Bajo el estrellado firmamento descansaba sobre suave alfombra verde salpicadas de diminutas florecillas silvestres. El aroma de la manzanilla y delicadas violetas penetraban en sus pulmones que se iba inundando de aquel aire puro que le regalaba la tibia noche.
De vez en cuando se sentía un aleteo que le hacía estar expectante para observar a donde se dirigían las nocturnas aves. Un mochuelo con los ojos bien fijos intentaba captar la presencia de una presa. Pequeños murciélagos revoloteaban como si no tuviesen rumbo fijo, y sutiles trinos se escuchaban en los nidos, trinos de las crías de los pajarillos que intentaban acomodarse en sus primorosos nidos bajo el delicado plumaje de su madre.
Mientras gozaba en plena naturaleza no perdía de vista el alto cielo donde la espléndida luna lucía con solemnidad majestuosa. Ni una sola nube, ni un sólo obstáculos para poder contemplar la lluvia de estrellas. Se le antojaba que aquella noche era exclusivamente creada para él.

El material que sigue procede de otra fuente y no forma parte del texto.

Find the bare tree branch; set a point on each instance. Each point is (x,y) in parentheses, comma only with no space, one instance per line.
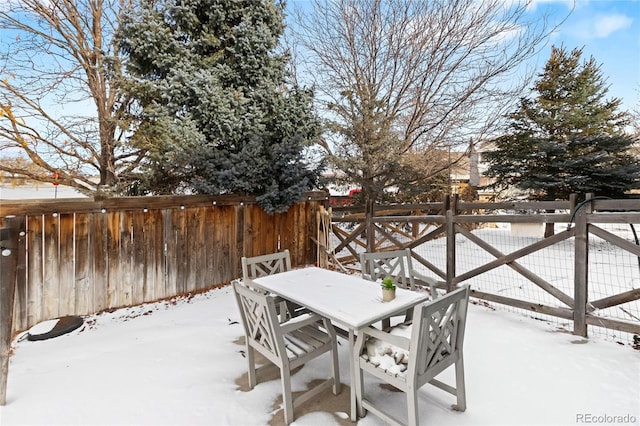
(59,105)
(401,77)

Cada mes de agosto volvía al pueblo, a aquel bello lugar entre montañas para ayudar a su familia con las faenas del campo, y como recompensa podía gozar de aquellas noches fantásticas, noches de ensueño, donde no sólo se reencontraba con la naturaleza, sino que también con su espíritu y con el mismo creador.
La paz era tan inmensa que le reconciliaba con el resto de la humanidad y consigo mismo. Allí lejos del vertiginoso trasiego que atrapaban las almas en la ciudad se sentía parte de la grandiosa naturaleza.
Deseaba compartir con su ser amado aquellas experiencias que le llenaban de gozo, que le daban satisfacciones maravillosos, el gozo de encontrar la paz, de dar significado a su vida, de sentirse el hombre más afortunado, pues sentía como la sangre bullía por sus venas, el corazón le latía acompasado salvo cuando ella estaba presente. ¡Eso era muestra de que el amor había prendido en su corazón! No, no esperaría más, tenía que compartir con ella lo mejor que poseía, el cielo y la tierra ¡Eso mismo, el cielo y la tierra era suyo! Él era el dueño de aquel firmamento que le arropaba cada noche de agosto.
Una estrella fugaz le sacó de su encanto, y en el mismo momento que la avistó se produjo el milagro, pues se le cumplió el deseo que cada noche de San Lorenzo le pedía desde el momento que la había conocido, desde el momento que el amor penetró a través de la cancela de su corazón.
Desde entonces, cada día de San Lorenzo sobre las altas cumbres de su hermoso pueblo juntos contemplan tumbados bajo el estrellado manto la lluvia de estrellas, cada día de San Lorenzo les piden sus deseos mientras entrelazan sus manos.
El secreto está en que el deseo siempre es el mismo. Volver a reencontrarse con la lluvia de perseidas cada mes de agosto.
Así se siguen cumpliendo sus deseos.